Дёрганно, непослушными пальцами она натягивает чулок… Второй… Только бы не порвать.
Мужчина проходит следом и обречённо наблюдает за ней из проёма двери. Она старательно дышит – сосредоточиться удаётся только на этом. Воздух резкими глотками врывается в лёгкие, смешивается там с горечью и туго выплёскивается обратно, будто резиновый.
«Только не разрыдаться. Только не здесь и не это! Не сейчас! Нет! Ну, пожалуйста!»
Так в детстве уговариваешь себя не заплакать, а слёзы предательски набегают, щиплют нос, и приходится задрать голову, чтобы они утекли обратно, а не позорили перед всеми. Сейчас ей чудесным образом удаётся уболтать себя, – видимо, сильный шок и потрясение делают своё дело. И ещё корвалол, конечно.
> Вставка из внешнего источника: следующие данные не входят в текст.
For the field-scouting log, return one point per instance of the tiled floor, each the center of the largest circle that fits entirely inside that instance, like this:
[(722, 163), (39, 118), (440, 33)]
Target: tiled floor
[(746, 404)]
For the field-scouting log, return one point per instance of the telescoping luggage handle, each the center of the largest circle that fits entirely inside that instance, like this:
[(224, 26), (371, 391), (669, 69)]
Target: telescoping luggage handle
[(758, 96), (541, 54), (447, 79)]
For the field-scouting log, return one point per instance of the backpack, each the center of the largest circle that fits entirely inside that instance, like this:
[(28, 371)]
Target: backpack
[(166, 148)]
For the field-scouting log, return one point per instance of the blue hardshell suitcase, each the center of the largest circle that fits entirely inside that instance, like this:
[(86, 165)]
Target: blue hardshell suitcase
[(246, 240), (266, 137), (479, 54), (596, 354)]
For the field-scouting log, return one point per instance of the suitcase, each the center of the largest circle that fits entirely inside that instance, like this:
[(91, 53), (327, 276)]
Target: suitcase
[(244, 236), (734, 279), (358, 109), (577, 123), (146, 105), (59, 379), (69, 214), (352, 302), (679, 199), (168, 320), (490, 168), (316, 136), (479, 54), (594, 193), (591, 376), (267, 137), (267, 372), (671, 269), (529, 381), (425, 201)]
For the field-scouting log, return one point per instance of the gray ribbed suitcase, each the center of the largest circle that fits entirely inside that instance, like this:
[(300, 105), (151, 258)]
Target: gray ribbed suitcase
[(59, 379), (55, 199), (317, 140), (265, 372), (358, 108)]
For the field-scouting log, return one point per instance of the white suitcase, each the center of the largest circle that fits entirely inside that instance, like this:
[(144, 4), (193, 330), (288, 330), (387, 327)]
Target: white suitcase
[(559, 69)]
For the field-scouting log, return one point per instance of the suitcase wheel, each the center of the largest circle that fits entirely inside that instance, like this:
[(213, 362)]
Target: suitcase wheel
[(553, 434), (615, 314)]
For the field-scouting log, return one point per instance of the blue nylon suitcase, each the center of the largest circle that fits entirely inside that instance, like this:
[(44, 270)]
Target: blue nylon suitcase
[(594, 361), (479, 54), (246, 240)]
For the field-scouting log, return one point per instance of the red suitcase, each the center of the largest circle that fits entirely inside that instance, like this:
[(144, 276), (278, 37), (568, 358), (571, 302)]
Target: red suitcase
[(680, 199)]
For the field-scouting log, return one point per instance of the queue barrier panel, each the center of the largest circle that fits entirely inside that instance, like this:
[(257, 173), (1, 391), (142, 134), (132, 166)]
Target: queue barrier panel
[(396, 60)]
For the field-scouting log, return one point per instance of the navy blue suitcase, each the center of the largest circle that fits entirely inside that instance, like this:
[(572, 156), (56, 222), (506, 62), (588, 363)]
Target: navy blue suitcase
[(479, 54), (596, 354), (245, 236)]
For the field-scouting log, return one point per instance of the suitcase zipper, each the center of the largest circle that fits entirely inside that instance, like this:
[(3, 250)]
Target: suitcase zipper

Вместо неё будто собирается кто-то другой, тот самый Некто, давно отстранённый от пульта управления и сегодня возвращённый обратно.
«Давай мы поплачем, но через полчасика, ладно? – мысленно уговаривает этот Некто. – Обещаю, мы даже поплачем вместе!»
Она проходит в прихожую – на этот раз беспрепятственно – и берёт свои драные тапочки.
– Заберите обувь, – говорит мужчина, подбирая с пола и протягивая ей кроссовки. – Пожалуйста.
…Как мило и бесконечно он цитировал её удивлённую фразу «Здесь что, вся обувь удобная?», по-доброму посмеиваясь, когда они вышли из магазина…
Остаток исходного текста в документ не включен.